Navigating Love and Changing Beliefs

This couple has a story.

They were young believers.
They fell in love.
They got married.

Then they started… oh no… deconstructing!

That is… their beliefs started changing.


They were still in love, but things had become challenging. Their relationship wasn’t as easy as before. There were questions, awkward moments and silences, arguments, confusion, disappointment, and fear.

Sometimes they wondered if they were going to make it.

They realize they were in a kind of mixed marriage because they didn’t believe the same.

They had to renegotiate their relationship.
They had to reassess what their love for each other meant.

They came to realize a few things:

They are not their beliefs. Beliefs are simply thoughts we especially cling to and adore. They are like ripples on the surface of the water. They’re not the body of water itself. The surface always changes. Thoughts always change. They fell in love with the person… not just their thoughts and beliefs. They remembered when they first met and how love happened, even before they really knew each other’s minds.

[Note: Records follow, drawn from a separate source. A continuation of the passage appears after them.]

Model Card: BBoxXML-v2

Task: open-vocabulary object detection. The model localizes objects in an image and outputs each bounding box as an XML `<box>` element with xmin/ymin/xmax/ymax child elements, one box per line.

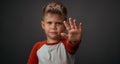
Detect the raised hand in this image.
<box><xmin>61</xmin><ymin>18</ymin><xmax>82</xmax><ymax>44</ymax></box>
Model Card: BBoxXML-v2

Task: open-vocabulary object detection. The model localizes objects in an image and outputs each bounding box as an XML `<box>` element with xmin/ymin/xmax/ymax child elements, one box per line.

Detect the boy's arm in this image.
<box><xmin>27</xmin><ymin>43</ymin><xmax>38</xmax><ymax>64</ymax></box>
<box><xmin>61</xmin><ymin>18</ymin><xmax>82</xmax><ymax>54</ymax></box>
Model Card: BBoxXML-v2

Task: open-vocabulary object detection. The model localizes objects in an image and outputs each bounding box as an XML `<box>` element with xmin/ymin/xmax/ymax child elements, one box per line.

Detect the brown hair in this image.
<box><xmin>43</xmin><ymin>1</ymin><xmax>67</xmax><ymax>20</ymax></box>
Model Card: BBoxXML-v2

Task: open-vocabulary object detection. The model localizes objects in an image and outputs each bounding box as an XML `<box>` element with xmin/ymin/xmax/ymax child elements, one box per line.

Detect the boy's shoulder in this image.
<box><xmin>34</xmin><ymin>40</ymin><xmax>46</xmax><ymax>49</ymax></box>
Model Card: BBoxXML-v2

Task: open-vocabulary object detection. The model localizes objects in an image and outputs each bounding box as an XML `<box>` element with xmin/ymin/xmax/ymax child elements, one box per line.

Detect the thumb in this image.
<box><xmin>61</xmin><ymin>33</ymin><xmax>68</xmax><ymax>39</ymax></box>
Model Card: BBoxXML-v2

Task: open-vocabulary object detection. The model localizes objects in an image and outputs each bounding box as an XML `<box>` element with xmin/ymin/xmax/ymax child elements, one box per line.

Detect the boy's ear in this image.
<box><xmin>41</xmin><ymin>21</ymin><xmax>45</xmax><ymax>29</ymax></box>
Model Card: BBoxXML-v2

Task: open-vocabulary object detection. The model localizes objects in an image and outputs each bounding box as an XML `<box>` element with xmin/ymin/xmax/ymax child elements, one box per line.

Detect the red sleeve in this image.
<box><xmin>27</xmin><ymin>42</ymin><xmax>43</xmax><ymax>64</ymax></box>
<box><xmin>62</xmin><ymin>39</ymin><xmax>80</xmax><ymax>55</ymax></box>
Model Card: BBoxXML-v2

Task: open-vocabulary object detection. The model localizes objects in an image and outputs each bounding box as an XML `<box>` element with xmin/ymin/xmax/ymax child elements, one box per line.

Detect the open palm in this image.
<box><xmin>61</xmin><ymin>18</ymin><xmax>82</xmax><ymax>43</ymax></box>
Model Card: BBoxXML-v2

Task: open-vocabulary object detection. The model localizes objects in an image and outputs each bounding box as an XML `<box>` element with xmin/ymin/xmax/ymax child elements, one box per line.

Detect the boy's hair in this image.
<box><xmin>43</xmin><ymin>1</ymin><xmax>67</xmax><ymax>20</ymax></box>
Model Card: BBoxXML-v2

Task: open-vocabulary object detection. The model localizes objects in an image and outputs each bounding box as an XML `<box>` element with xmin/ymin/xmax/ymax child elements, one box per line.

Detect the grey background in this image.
<box><xmin>0</xmin><ymin>0</ymin><xmax>120</xmax><ymax>64</ymax></box>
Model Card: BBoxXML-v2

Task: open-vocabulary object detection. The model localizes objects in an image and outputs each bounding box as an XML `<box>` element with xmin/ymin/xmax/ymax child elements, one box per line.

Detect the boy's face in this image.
<box><xmin>42</xmin><ymin>13</ymin><xmax>65</xmax><ymax>40</ymax></box>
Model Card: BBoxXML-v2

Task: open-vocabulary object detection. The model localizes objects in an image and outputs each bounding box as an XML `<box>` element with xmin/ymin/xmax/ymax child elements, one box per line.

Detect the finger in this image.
<box><xmin>79</xmin><ymin>22</ymin><xmax>82</xmax><ymax>30</ymax></box>
<box><xmin>64</xmin><ymin>21</ymin><xmax>70</xmax><ymax>30</ymax></box>
<box><xmin>61</xmin><ymin>33</ymin><xmax>68</xmax><ymax>39</ymax></box>
<box><xmin>69</xmin><ymin>18</ymin><xmax>74</xmax><ymax>29</ymax></box>
<box><xmin>73</xmin><ymin>19</ymin><xmax>78</xmax><ymax>29</ymax></box>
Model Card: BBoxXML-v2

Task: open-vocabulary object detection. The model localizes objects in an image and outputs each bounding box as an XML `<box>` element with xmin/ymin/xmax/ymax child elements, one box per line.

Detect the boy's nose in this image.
<box><xmin>51</xmin><ymin>23</ymin><xmax>56</xmax><ymax>29</ymax></box>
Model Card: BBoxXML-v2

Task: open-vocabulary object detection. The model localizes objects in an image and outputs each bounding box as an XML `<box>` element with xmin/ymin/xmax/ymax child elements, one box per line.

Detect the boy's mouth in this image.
<box><xmin>50</xmin><ymin>32</ymin><xmax>58</xmax><ymax>34</ymax></box>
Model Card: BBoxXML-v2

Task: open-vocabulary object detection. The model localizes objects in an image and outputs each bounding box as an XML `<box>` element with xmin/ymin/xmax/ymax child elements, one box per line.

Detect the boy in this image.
<box><xmin>28</xmin><ymin>2</ymin><xmax>82</xmax><ymax>64</ymax></box>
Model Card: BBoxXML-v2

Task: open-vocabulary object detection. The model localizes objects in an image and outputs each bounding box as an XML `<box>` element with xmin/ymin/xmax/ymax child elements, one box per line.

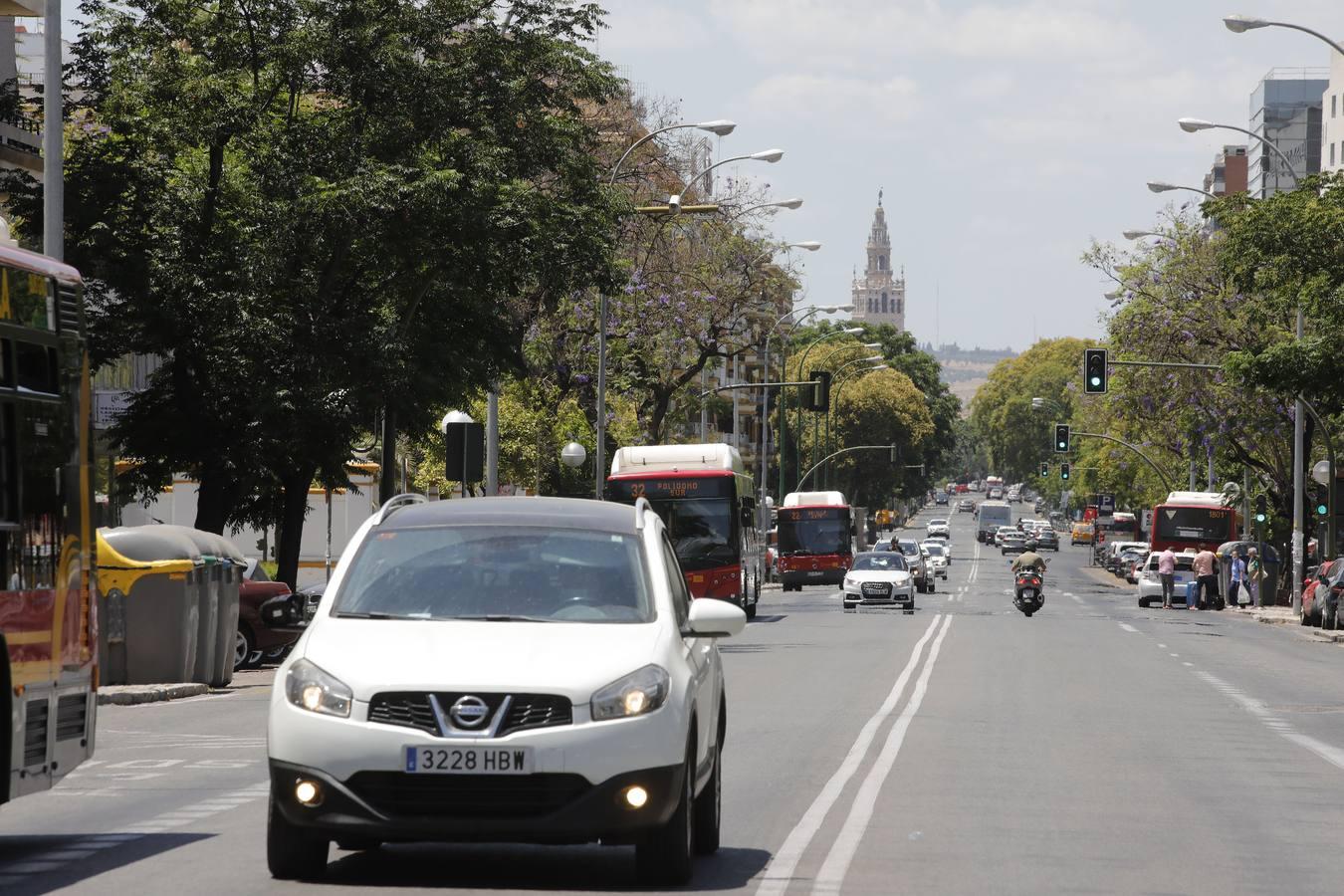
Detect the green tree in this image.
<box><xmin>8</xmin><ymin>0</ymin><xmax>621</xmax><ymax>581</ymax></box>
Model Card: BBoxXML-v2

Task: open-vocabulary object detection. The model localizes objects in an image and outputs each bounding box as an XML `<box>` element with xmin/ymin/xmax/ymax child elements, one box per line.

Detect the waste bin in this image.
<box><xmin>99</xmin><ymin>526</ymin><xmax>203</xmax><ymax>684</ymax></box>
<box><xmin>1215</xmin><ymin>542</ymin><xmax>1283</xmax><ymax>606</ymax></box>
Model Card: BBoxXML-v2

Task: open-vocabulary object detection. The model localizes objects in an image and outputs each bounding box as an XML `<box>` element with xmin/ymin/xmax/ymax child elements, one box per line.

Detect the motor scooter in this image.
<box><xmin>1012</xmin><ymin>569</ymin><xmax>1045</xmax><ymax>619</ymax></box>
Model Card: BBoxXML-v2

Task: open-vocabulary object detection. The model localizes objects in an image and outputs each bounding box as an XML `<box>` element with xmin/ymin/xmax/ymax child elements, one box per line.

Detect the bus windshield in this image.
<box><xmin>1153</xmin><ymin>507</ymin><xmax>1232</xmax><ymax>543</ymax></box>
<box><xmin>780</xmin><ymin>508</ymin><xmax>849</xmax><ymax>557</ymax></box>
<box><xmin>649</xmin><ymin>499</ymin><xmax>738</xmax><ymax>572</ymax></box>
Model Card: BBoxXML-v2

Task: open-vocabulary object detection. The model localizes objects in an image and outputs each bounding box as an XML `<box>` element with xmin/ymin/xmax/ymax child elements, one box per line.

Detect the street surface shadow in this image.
<box><xmin>323</xmin><ymin>843</ymin><xmax>771</xmax><ymax>893</ymax></box>
<box><xmin>0</xmin><ymin>831</ymin><xmax>214</xmax><ymax>896</ymax></box>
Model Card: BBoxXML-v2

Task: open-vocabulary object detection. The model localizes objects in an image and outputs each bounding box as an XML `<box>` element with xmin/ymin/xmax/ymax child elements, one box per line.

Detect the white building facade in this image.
<box><xmin>1321</xmin><ymin>44</ymin><xmax>1344</xmax><ymax>170</ymax></box>
<box><xmin>851</xmin><ymin>191</ymin><xmax>906</xmax><ymax>331</ymax></box>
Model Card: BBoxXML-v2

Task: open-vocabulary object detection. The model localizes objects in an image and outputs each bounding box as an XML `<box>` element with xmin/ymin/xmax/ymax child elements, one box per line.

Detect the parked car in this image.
<box><xmin>1298</xmin><ymin>560</ymin><xmax>1344</xmax><ymax>626</ymax></box>
<box><xmin>242</xmin><ymin>558</ymin><xmax>304</xmax><ymax>672</ymax></box>
<box><xmin>841</xmin><ymin>551</ymin><xmax>915</xmax><ymax>612</ymax></box>
<box><xmin>266</xmin><ymin>496</ymin><xmax>746</xmax><ymax>888</ymax></box>
<box><xmin>895</xmin><ymin>539</ymin><xmax>937</xmax><ymax>593</ymax></box>
<box><xmin>1068</xmin><ymin>523</ymin><xmax>1093</xmax><ymax>544</ymax></box>
<box><xmin>1138</xmin><ymin>553</ymin><xmax>1195</xmax><ymax>608</ymax></box>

They committed to change. Remember the marriage vows? For better or for worse, richer or poorer, In sickness and in health, etc? That means they committed to each other as they and things change. Which they will! Including how we look, feel, and think.

They discovered love embraces the other in all their authentic uniqueness. In fact, love encourages the other to find and discover and manifest their authentic uniqueness in a safe and secure environment.

Here’s one secret ingredient to a passionate marriage: polarity. Like a battery with a positive and negative pole that creates the energy, so does difference and diversity in a relationship.

When Lisa and I first met, I was a naïve Canadian boy and she was a fiesty Alabama girl. We were so different from one another in so many ways. But the passion in our relationship was on fire and still is.

Yes, in many ways we merged, integrated, became entangled and enmeshed, but over time we had to learn how to individuate. This happened later in our marriage. But oh my the sparks flew and reignited our romance.

Always remember… you fell in love with them, not their beliefs.